Ao falar sobre o período, Simone Dorneles admite que não foi e não é uma tarefa fácil enfrentar os tantos desafios que surgem com frequência para quem está ao lado de um avecista, mas que segue firme e, mesmo que eles não tenham selado o matrimônio na igreja, pratica o prometido quando um casal decide formar uma família – juntos na saúde e na doença. “O momento mais difícil foi quando o Roni entrou em coma, foi entubado e eu não estava no hospital. Quando completou 28 dias de internação, o neurologista perguntou quando eu iria dar à luz. Respondi que seria em 10 de fevereiro. Soube então que ele daria alta ao meu marido, assim, eu deveria estar com tudo pronto em casa para recebê-lo. Ocorre que, na minha cabeça, ele sairia do hospital apenas precisando de fisioterapia. Mas não: o Roni não movia nada além da ponta dos pés e os olhos, tinha uma sonda para se alimentar, urinar e ainda uma tráqueo que deveria ser aspirada com frequência”, recorda a esposa.
Simone falou sobre o momento doloroso passado pela família. “No início foi muito doloroso para eu aceitar aquela situação, pois estava grávida.
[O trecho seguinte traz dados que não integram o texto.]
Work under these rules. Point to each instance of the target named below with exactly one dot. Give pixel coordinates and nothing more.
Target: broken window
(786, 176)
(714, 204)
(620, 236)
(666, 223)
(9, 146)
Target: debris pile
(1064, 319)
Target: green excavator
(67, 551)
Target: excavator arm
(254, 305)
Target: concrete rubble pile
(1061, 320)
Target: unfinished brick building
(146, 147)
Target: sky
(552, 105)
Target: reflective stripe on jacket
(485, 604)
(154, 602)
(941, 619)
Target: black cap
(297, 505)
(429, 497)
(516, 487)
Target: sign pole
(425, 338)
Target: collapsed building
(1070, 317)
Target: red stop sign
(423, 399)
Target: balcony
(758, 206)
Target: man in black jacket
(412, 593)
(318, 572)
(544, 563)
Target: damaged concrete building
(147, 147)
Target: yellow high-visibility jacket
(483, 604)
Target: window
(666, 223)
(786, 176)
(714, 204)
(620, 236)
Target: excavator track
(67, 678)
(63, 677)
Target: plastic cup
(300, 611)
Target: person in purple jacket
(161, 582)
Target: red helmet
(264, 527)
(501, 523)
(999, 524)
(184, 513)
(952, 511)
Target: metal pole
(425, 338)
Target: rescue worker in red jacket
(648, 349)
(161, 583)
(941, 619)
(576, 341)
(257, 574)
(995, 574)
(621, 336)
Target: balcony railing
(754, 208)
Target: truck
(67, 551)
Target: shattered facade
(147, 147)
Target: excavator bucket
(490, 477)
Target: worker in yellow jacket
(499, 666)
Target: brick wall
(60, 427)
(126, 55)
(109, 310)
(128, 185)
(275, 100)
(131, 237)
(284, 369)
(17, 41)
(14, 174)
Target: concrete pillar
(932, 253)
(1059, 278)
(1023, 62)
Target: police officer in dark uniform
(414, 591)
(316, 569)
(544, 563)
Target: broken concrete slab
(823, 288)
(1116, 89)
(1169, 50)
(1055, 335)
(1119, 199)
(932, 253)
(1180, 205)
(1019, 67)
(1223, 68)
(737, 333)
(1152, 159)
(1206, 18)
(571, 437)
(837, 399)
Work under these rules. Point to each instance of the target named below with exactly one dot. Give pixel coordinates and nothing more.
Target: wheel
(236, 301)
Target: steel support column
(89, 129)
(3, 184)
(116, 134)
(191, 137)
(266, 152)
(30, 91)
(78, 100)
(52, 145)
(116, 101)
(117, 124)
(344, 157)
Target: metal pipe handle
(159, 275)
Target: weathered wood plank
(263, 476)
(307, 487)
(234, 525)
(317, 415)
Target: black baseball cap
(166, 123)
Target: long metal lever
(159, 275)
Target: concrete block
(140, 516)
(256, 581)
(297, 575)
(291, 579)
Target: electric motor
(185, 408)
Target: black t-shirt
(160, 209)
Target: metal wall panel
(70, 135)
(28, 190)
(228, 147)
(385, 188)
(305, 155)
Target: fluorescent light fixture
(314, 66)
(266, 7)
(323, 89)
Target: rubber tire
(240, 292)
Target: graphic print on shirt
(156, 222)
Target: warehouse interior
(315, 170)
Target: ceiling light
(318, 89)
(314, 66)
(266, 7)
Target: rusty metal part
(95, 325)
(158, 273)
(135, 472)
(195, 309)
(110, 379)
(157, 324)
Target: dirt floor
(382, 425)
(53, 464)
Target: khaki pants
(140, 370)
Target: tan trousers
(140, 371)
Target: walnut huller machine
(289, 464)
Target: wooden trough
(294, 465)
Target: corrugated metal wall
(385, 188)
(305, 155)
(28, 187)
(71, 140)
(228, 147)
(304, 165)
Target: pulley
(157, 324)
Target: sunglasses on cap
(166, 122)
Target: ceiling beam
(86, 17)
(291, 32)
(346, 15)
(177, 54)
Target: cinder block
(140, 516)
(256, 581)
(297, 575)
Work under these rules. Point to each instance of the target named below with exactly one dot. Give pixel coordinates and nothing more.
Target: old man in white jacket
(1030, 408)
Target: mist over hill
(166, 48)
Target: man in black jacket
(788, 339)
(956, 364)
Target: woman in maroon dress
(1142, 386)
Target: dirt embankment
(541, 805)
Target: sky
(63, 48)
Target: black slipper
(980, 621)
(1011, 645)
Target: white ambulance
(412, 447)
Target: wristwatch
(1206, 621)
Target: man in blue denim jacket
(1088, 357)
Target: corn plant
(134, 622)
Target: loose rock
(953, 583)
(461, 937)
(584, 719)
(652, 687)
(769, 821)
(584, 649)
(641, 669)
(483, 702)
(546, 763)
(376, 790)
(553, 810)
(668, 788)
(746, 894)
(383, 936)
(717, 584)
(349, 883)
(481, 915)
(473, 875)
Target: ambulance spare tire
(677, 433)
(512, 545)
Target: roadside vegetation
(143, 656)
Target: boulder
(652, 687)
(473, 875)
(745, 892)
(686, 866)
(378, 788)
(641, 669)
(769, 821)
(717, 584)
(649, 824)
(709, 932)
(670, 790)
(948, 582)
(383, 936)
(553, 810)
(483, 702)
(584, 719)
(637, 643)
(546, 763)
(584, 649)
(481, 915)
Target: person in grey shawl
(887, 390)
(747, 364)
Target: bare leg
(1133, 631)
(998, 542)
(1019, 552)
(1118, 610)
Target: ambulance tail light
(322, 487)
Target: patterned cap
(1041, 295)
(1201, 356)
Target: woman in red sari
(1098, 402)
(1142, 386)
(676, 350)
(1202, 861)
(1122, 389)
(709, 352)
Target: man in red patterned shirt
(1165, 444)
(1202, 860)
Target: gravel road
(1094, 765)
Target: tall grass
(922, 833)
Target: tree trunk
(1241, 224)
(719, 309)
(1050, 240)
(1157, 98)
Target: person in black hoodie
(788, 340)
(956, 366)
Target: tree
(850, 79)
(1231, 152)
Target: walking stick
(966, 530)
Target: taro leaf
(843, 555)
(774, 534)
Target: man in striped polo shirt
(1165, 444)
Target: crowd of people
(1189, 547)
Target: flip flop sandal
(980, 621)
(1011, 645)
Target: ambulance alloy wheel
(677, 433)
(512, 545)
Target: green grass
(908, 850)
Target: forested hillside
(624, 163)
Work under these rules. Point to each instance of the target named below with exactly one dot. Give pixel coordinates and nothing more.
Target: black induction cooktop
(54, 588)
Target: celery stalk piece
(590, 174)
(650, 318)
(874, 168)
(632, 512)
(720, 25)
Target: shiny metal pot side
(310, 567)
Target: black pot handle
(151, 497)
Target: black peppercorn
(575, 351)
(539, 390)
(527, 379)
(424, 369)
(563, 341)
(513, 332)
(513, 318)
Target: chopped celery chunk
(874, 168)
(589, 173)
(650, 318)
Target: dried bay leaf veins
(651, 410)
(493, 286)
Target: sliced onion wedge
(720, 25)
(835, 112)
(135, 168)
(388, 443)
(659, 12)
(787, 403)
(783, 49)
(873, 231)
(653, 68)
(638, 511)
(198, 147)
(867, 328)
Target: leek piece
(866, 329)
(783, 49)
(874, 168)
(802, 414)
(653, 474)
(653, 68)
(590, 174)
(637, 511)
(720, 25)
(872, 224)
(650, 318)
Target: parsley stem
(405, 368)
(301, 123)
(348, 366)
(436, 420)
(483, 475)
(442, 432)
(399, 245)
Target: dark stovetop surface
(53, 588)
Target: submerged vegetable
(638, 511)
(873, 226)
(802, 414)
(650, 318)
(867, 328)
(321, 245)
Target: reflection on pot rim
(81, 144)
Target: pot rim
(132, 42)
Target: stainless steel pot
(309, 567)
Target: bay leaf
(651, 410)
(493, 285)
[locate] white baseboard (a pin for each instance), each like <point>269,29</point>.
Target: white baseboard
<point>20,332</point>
Questionei o  motivo de isso acontecer conosco logo quando nosso menino ia chegar. Mas superamos o tratamento, as incertezas, as terapias e também a depressão que o atingiu. O Roni se tornou uma pessoa muito dependente no sentido de querer atenção. Costumo dizer que tenho três filhos e ele é um deles. Conversamos e ajustamos as coisas que atrapalham o nosso dia a dia já que trabalho e isso faz com que eu me desdobre para dar conta de tudo e ainda a atenção que ele requer, mas sempre juntos, por nós e por nossa família”.
FUTURO
Quanto ao novo ofício – escritor – Roni César Padilha garante que não pretende se tornar um autor famoso, mas que já tem anotados outros 60 relatos onde ele é o personagem principal e que também se referem a situações ocorridas após o AVC.  Portanto, o volume 2, com suas experiências, será o seu próximo passo.
“Sem maiores pretensões nessa área. Sou apenas um radialista, pois não consegui concluir a faculdade de Jornalismo na Urcamp, em Bagé. Mas escrevo há 7 anos e isso vou continuar fazendo. Assim, outro livro com relatos da minha recuperação vem aí, mas espero começá-lo, terminá-lo e lançá-lo, em no máximo um ano”, arremata.